189k views
1 vote
Richie had felt a mad, exhilarating kind of energy growing in the room. . . . He thought he recognized the feeling from his childhood, when he felt it everyday and had come to take it merely as a matter of course. He supposed that, if he had ever thought about that deep-running aquifer of energy as a kid (he could not recall that he ever had), he would have simply dismissed it as a fact of life, something that would always be there, like the color of his eyes . . . .

Well, that hadn't turned out to be true. The energy you drew on so extravagantly when you were a kid, the energy you thought would never exhaust itself—that slipped away somewhere between eighteen and twenty-four, to be replaced by something much duller . . . purpose, maybe, or goals . . . .

Source: King, Stephen. It.
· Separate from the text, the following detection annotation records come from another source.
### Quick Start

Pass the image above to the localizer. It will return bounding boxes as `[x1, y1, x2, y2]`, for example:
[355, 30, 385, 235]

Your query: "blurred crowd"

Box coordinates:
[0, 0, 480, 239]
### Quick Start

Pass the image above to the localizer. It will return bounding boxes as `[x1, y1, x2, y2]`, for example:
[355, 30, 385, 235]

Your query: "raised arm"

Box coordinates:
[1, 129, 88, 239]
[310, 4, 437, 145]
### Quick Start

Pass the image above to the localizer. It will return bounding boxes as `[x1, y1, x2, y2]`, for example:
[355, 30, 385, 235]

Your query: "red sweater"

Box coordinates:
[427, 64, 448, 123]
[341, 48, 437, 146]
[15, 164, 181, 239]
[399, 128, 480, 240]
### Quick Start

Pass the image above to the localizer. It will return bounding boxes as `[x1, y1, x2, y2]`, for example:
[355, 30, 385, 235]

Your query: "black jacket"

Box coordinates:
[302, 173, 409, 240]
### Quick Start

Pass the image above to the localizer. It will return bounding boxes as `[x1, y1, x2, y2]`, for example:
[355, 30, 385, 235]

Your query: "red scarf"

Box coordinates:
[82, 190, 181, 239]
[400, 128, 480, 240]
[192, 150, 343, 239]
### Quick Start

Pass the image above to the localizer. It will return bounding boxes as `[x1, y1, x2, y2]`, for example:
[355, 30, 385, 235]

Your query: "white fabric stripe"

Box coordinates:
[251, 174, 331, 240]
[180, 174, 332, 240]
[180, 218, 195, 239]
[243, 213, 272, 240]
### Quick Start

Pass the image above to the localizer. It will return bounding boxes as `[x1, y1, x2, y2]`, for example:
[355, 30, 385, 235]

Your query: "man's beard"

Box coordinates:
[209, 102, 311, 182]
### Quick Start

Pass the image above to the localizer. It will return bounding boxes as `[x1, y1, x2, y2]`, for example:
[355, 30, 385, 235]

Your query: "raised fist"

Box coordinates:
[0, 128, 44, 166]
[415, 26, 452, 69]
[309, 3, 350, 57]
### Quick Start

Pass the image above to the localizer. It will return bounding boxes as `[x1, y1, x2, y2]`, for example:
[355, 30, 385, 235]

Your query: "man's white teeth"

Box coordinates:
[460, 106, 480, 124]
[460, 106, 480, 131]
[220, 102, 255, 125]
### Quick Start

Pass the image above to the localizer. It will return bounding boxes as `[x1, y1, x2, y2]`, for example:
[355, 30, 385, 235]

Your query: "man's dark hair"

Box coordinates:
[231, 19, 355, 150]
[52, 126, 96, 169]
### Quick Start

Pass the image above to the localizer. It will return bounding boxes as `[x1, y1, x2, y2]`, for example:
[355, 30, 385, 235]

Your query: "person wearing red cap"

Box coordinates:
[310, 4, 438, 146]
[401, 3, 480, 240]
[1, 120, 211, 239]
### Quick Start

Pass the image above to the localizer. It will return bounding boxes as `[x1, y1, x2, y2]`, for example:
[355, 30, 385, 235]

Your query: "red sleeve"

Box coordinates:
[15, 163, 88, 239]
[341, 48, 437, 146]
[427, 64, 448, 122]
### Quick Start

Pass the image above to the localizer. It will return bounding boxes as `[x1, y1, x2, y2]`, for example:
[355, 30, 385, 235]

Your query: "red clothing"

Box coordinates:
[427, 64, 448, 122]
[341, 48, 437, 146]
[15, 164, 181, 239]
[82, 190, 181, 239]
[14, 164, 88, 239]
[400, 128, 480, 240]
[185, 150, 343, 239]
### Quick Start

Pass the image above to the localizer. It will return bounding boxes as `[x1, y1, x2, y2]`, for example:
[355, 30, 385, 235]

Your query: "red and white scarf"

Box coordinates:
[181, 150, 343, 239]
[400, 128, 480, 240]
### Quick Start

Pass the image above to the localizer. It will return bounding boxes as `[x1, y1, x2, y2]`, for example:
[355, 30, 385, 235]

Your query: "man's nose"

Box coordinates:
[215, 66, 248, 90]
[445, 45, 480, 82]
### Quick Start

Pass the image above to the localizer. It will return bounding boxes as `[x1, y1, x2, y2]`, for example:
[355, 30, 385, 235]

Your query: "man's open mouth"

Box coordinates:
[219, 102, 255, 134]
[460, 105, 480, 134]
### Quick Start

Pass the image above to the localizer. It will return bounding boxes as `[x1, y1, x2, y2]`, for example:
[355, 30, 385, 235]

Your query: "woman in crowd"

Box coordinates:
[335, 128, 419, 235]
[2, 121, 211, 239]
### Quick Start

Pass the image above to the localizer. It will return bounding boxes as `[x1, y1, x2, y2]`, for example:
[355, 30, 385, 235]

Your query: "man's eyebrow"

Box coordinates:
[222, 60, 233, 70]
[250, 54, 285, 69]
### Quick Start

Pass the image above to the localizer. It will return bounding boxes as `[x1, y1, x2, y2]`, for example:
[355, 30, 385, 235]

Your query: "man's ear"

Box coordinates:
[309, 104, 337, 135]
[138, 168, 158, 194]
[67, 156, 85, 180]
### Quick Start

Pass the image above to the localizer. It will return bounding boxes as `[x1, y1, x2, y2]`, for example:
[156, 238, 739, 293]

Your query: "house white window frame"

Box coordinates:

New York: Penguin, 1987. Print.



Which theme would be advanced by the tone in the above passage best?

Despite age and experience, some people never grow up.
Childhood has a magical quality that slips away.
Don't take childhood for granted.
Children should be given the chance to expand their vast energy.

2 Answers

1 vote
It's childhood has a magical quality that slips away.
User Marcos Labad
by
6.8k points
5 votes
Don't take childhood for granted.I would say this is the main message in the above passage that parents should inculcate in their kids to enjoy their energy and be aware that they will not always have it and that life changes and tends to become much more sober as we get older but at the same time not to think that old age necessarily means life comes to an end especially when we preserve a child-like wonder in the world all our lives.